|Sousse Medina in 2006|
The unrest in Tunisia came out of the blue, sparked by a young unemployed man who set fire to himself after being deprived by town officials from selling vegetables. Initially the protests were limited to Sidi Bouzid – a town who’s economy is based on agriculture – but these then spread before reaching their logical conclusion last week. Similar unrest has occurred in Cairo over the past couple of days, as Egyptian protesters have similarly looked to topple their dictatorship. The reason for these outbursts has been pinned on the frustration at a lack of freedom, and the excesses of the ruling classes. I suspect that there is another reason. It’s the economy stupid.

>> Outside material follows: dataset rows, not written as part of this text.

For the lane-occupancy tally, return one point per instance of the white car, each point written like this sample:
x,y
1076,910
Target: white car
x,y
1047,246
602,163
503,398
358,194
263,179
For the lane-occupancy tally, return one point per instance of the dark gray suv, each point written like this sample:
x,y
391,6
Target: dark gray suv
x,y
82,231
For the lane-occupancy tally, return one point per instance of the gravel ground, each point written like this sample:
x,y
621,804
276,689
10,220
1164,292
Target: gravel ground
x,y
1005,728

Greece, Portugal and Spain all found themselves in difficulty last year, with Greece forced into a bale-out from the European Central Bank. All three were popular destinations for British people to go on holiday, and to put money into their economies. Assuming that each couple spends £300 when they go abroad, then each plane would bring £60,000 for the local economy. Being another popular holiday destination, Tunisia was always going to struggle with the lack of visitors to it’s country, and a diminishing flow of money into the country. Hotels have to cater for people, so less people means less food to buy which brings us back to our unfortunate vegetable seller.

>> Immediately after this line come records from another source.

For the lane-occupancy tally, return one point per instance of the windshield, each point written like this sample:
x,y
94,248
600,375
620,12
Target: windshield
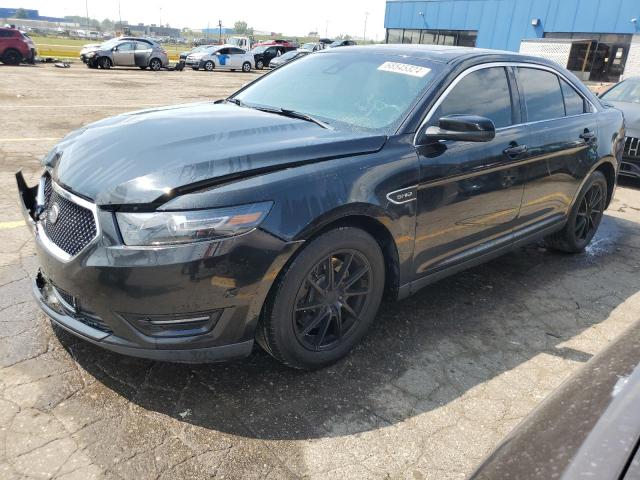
x,y
366,92
628,91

It’s now becoming clear that the lack of liquidity in the British economy is now having an effect on the countries that sees an influx of visitors from these shores. Glasgow Airport reported a drop in passenger numbers of 30,000 for July last year, the lowest figure in four years. The lack of liquidity is already having an effect on the UK economy, with poor growth figures showing that the Britain is tottering on the brink of a second technical recession when the hangover from the first technical recession has not abated. The problems with the British economy have shown that Boy George’s scorched earth policy is simply a non starter, and that’s before the cuts really bite.